Technology has also made the online publication of voter rolls possible. But the Old Guard doesn’t like the Average Joe having access to the keys to the kingdom. Some feel only the elite and powerful should have access to such sensitive information.
And late last month they got busted.
U.S. District Judge James O. Browning of Albuquerque ruled on Aug. 30 that the New Mexico Secretary of State’s Office unconstitutionally discriminated against a nonprofit group by withholding publicly available voter data. Browning further- more ruled that Democratic Secretary of State Maggie Toulouse Oliver acted with “viewpoint discriminatory purpose” by withholding the voter data.
As Gomer Pyle might say, “Shame, shame, shame.”
New Mexico’s top election official has been battling with the Voter Reference Foundation for years, at untold legal costs, while championing her office as a model of transparency.
Now, Toulouse Oliver has a stinging federal ruling saying she unconstitutionally discriminated against a group based on its ideology and her own.
Browning noted New Mexico law doesn’t prohibit any organization from posting voter data online. That was a critical element in the federal lawsuit against the secretary of state. We’re all entitled to see voter data online, just as we are if we venture to our local county clerk’s office.
We get that having your name and address publicly available can be disconcerting for some. But exercising the right to vote comes with some civic duties and downsides, like an increased likelihood of being called for jury duty, or a mailbox full of campaign mailers many of us are about to be besieged with. Getting called for jury duty can be very inconvenient and political mail can get annoying, but we get over it. And the Voter Reference Foundation has implemented safeguards on its online database such as a “safe haven” exception for victims of domestic violence.

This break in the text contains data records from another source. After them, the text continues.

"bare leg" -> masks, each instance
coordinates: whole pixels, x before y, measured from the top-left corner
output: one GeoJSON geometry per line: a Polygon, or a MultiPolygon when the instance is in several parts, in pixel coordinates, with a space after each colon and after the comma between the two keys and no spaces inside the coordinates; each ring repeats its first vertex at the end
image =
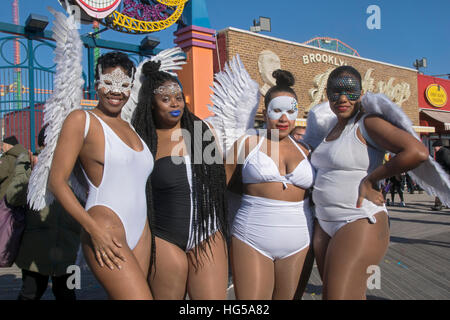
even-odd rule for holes
{"type": "MultiPolygon", "coordinates": [[[[125,262],[121,261],[122,269],[109,269],[107,266],[100,267],[98,264],[94,251],[92,249],[90,237],[86,232],[82,233],[82,249],[87,264],[92,273],[105,288],[110,299],[114,300],[150,300],[152,294],[147,285],[145,274],[137,260],[127,245],[125,230],[119,218],[113,213],[111,214],[105,209],[98,209],[89,211],[92,218],[97,223],[107,229],[111,235],[116,237],[122,244],[120,249],[125,257],[125,262]]],[[[140,250],[150,250],[149,242],[145,242],[143,238],[146,237],[146,231],[139,240],[140,250]]],[[[139,259],[144,257],[139,256],[139,259]]]]}
{"type": "Polygon", "coordinates": [[[225,300],[228,285],[227,245],[220,232],[211,239],[211,251],[207,247],[208,256],[201,255],[201,264],[195,268],[196,260],[191,251],[188,252],[189,275],[187,290],[192,300],[225,300]]]}
{"type": "Polygon", "coordinates": [[[323,274],[325,269],[325,257],[327,254],[328,243],[330,242],[330,236],[323,231],[319,222],[316,220],[314,223],[314,238],[313,249],[314,256],[316,257],[317,268],[319,269],[320,279],[323,282],[323,274]]]}
{"type": "Polygon", "coordinates": [[[156,269],[152,268],[149,283],[156,300],[183,300],[186,296],[188,261],[178,246],[155,237],[156,269]]]}
{"type": "Polygon", "coordinates": [[[273,300],[292,300],[309,246],[292,256],[275,261],[273,300]]]}
{"type": "Polygon", "coordinates": [[[303,263],[302,272],[300,274],[300,280],[298,281],[297,290],[295,291],[294,300],[302,300],[305,293],[306,286],[308,285],[309,278],[314,266],[314,248],[309,246],[308,253],[306,254],[305,262],[303,263]]]}
{"type": "Polygon", "coordinates": [[[238,300],[270,300],[275,286],[274,263],[246,243],[231,238],[234,291],[238,300]]]}
{"type": "Polygon", "coordinates": [[[377,222],[359,219],[339,229],[330,240],[325,259],[323,299],[365,299],[367,268],[378,265],[389,245],[388,217],[377,222]]]}
{"type": "Polygon", "coordinates": [[[150,267],[150,248],[151,248],[151,233],[148,226],[148,221],[145,224],[144,232],[139,239],[136,247],[133,249],[133,254],[141,267],[144,277],[147,279],[148,268],[150,267]]]}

Judge Browning properly balanced that with the right of ordinary citizens to monitor voter registration rolls and point out anomalies. His ruling was a huge win for transparency in New Mexico, and the big- gest setback of Toulouse Oliver’s political career since she was defeated by Republican Dianna Duran in 2014.
Toulouse Oliver has got Donald Trump living rent-free in her mind and has lost her objectivity. When Trump was president, she said she would not release any voter information to the Presidential Advisory Commission on Election Integrity in 2017 “unless and until I am convinced the information will not be used for nefarious or unlawful purposes, and only if I am provided a clear plan for how it will be secured.”
It wasn’t her data to withhold. It was all of our data, and she still doesn’t get that, even though she’ll end up as the longest serving secretary of state in New Mexico history because her two latest four-year terms were preceded by finishing the last two years of Duran’s term. Toulouse Oliver was even the Bernalillo County clerk before that. She should have known better.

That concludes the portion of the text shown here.